Mit eher geringen Erwartungen fing ich gestern Abend an zu lesen, weil ich sowieso zu nichts anderem Lust hatte. Als ich auf die Uhr sah war es ca. 20 Uhr. Zuerst wundere ich mich: So große Schrift. Die vom Verlag haben wohl versucht wenig Text aufzublasen, damit es nach mehr aussieht. Zudem frage ich mich bei den ersten Seiten, was das Geschriebene mit dem eigentlichen Thema zu tun hat. Trotzdem lese ich weiter. Der Stil ist schön locker und flüssig, also lässt es sich leicht lesen.
Man bekommt die Geschichte der 17jährigen Katharina erzählt, die vom Land in die große Stadt auszieht, um zu studieren. Da sie zwei Klasse übersprungen hat wird sie wohl auf der Uni das Küken sein. WG ist vorher schon organisiert worden. Sie freut sich ungemein auf ihre beiden Mitbewohnerinnen. Doch der anfängliche Freudentaumel verwandelt sich rasch ins Gegenteil. Zoe ist eine Art Mischung aus Gothic und Punk, ist erstmal nicht sonderlich nett. Dann kommt Lilja ins Spiel. Eine hochnäsig wirkende umwerfend hübsche Tochter aus stinkreicher Familie, die scheinbar nur so zum Spaß studiert.
Bereits von der ersten Sekunde an erweckt Lilja den Eindruck Katharina nicht ausstehen zu können. Bissige Kommentare oder eisiges Schweigen und Ignoranz sind an der Tagesordnung. Lilja nutzt offenbar jede Gelegenheit, um Katharina davon zu überzeugen, sie sei unerwünscht. Katharina hingegen findet Lilja wunderschön. So dünn, wie ein Engel leicht und luftig.
Die Spannung in der WG findet ihren Höhepunkt, als Katharina einen Plan schmiedet. Sie will so sein wie Lilja. Hübsch, nur in Designerkleidung gehüllt und mit Scharen von Freunden umgeben. So beginnt der Kreislauf.
Erst eine Diät. Immerhin ist sie fett, wiegt mehr als Lilja, deren Hüftknochen man unter dem Kleid hervor stechen sieht, was doch der Traum aller Männer sein muss. Erst sind es vier Kilo. Die kleine Speckrolle am Bauch verschwindet. Besessen davon, mehr und mehr wie Lilja zu werden, werden es immer weniger Kilos. Von Größe 38 geht es abwärts. In Richtung 36 und noch weiter. Irgendwann wird der Plan zu einem Kampf. Gegen sich selbst und gegen den Hunger, der bald Katharinas Gedanken beherrscht. Das Studium und die damit verbundene Arbeit wird als Ablenkung davon genutzt.
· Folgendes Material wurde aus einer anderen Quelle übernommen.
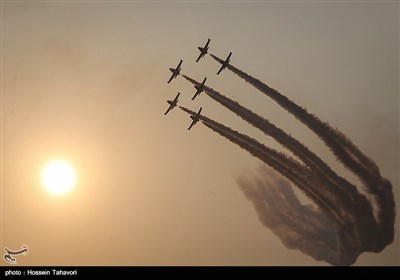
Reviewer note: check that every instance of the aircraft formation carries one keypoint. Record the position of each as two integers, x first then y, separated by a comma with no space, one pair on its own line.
199,88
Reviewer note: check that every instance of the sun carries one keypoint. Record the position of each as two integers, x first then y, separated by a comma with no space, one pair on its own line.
58,177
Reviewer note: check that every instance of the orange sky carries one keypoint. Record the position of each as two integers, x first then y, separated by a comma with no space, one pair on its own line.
86,81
Was Katharina nicht weiß: Hinter Liljas stolzen und gleichgültigen Fassade verbirgt sich ein Geheimnis, was ihr schon bald zum Verhängnis werden könnte. Und Katharina ist auf dem besten Wege den gleichen Weg einzuschlagen, ohne es bewusst wahrzunehmen.
Heute Nachmittag las ich die letzte Seite, klappte das Buch zu und musste mich noch einmal davon überzeugen, auch wirklich nur so wenig Geld dafür ausgegeben zu haben. Ich lese schnell, aber ich hätte nie erwartet, innerhalb von zwei Tagen (insgesamt 3 Stunden Lesezeit) fertig zu werden.
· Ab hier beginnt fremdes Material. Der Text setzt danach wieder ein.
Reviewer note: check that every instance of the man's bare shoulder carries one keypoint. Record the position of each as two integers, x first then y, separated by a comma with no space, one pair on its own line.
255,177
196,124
Mein Urteil: Gut. Trotz flüssigem Schreibstil liest man nicht, ohne nachzudenken. Eher im Gegenteil. Zu einem sehr kleinen Teil habe ich mich mit Katharina identifizieren können, da mich das Thema selbst betrifft/betroffen hat. Die Gedankengänge waren teilweise sehr bekannt. Besonders tiefenpsychologischen Firlefanz sucht man jedoch vergebens. Der ist auch nicht nötig, wie ich finde.
Als Jugendbuchautorin konzentriert sich Brigitte Blobel auf eben jene Zielgruppe. scheinbar gibt es in der Buch- und Romanwelt keine Frau über 19 Jahre, die unter Magersucht leidet. Oder ich habe einfach noch kein Buch gefunden mit dem Thema gefunden.
Wer da einen Geheimtipp für mich hat, kann sich gerne bei mir melden.
Alles in allem ein gutes Buch, für das es sich lohnt ein paar Euro und Lesestunden zu investieren. Einen Link zu Amazon gibts allerdings nicht. Dort hat mich schon auf die Palme gebracht, dass sie den Klappentext vom Buch falsch aufgeschrieben haben. Tut eurem Buchhändler einen Gefallen und schaut bei ihm vorbei. Damit sichert ihr seinen Arbeitsplatz. Kommt mir aber bitte nicht mit einer Ausrede. "Das trau ich mich nicht, sonst denkt der noch, dass ich krank bin und schaut mich schräg von der Seite an, als hätte ich damit persönlich was zu tun!" Pfff! Wer "Die Welle" kauft, muss noch lange nicht wie die Protagonisten agieren.